Several non-hormonal contraceptive agents for men are under development or were tried and failed. Gossypol was in oral anti-fertility drug for men that had been under development since the 1970s. While it stopped 90% of pregnancies, it caused several severe side effects such as paralysis and irreversible sterility. As such, it has largely been abandoned. Triptolide, the molecule that is derived from a Chinese herb, also showed promise as an oral anti-sperm drug. Unfortunately, the drug worked too well and caused irreversible sterility. A more promising area of male contraception research is in molecules related to lonidamine. The derivatives of lonidamine, namely adjudin and gamendazole, are able to interfere with sperm production, but with fewer toxic side effects, especially gamendazole. Unfortunately, permanent sterility is still a problem. Nevertheless, a newer lonidamine derivative currently called CDB-4022 appears to be both effective and reversible with no apparent adverse effects. Several other drugs such as testicular retinoic acid inhibitors, calcium channel blockers, and glycosphingolipid synthesis inhibitors, and bromodomain BRDT inhibitors are still under laboratory investigation.

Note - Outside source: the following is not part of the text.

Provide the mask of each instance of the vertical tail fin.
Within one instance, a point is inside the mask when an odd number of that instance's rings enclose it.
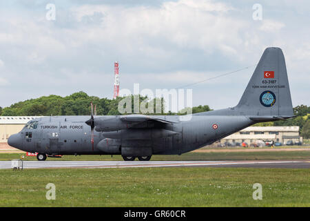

Male contraception is considered the Holy Grail of contraception research. Other than a condom or vasectomy, men have very few options when it comes to preventing pregnancy. Most research efforts have focused on developing The Pill for men. Instead of containing oestrogen and progesterone, a hormonal contraceptive for men may contain testosterone, progestin, and gonadotropin releasing hormone antagonists. Unfortunately, sperm can live for up to two months after they have been produced in the testes. So, even if the man starts taking a male version of birth control, it could take eight weeks or more for him to be temporarily infertile.
Moreover, the doses of male sex hormones required to interfere with sperm production in men cause severe side effects, such as liver injury. Nevertheless, researchers are getting closer to a true male hormonal contraceptive “pill”; however, instead of a pill it will likely be best used as an implant or microchip.
Researchers in the 1970s showed that ultrasound energy could interfere with sperm production. Ultrasound energy directed to the testes for 30 min. significantly interfered with sperm creation. While modestly effective and reversible, the approach is not terribly convenient for human use.
While it is currently under the earliest phases of conception, some scientists have proposed creating a small cuff that is placed around the vas deferens, the tube that carries sperm from the testes to the urethra. When the device is controlled wirelessly, the cuff would close and prevent sperm from leaving the body. If the user again decided to be fertile, a second signal could be sent to the device that would open the cuff and allow sperm to flow normally. The development such as this is likely several years to decades away.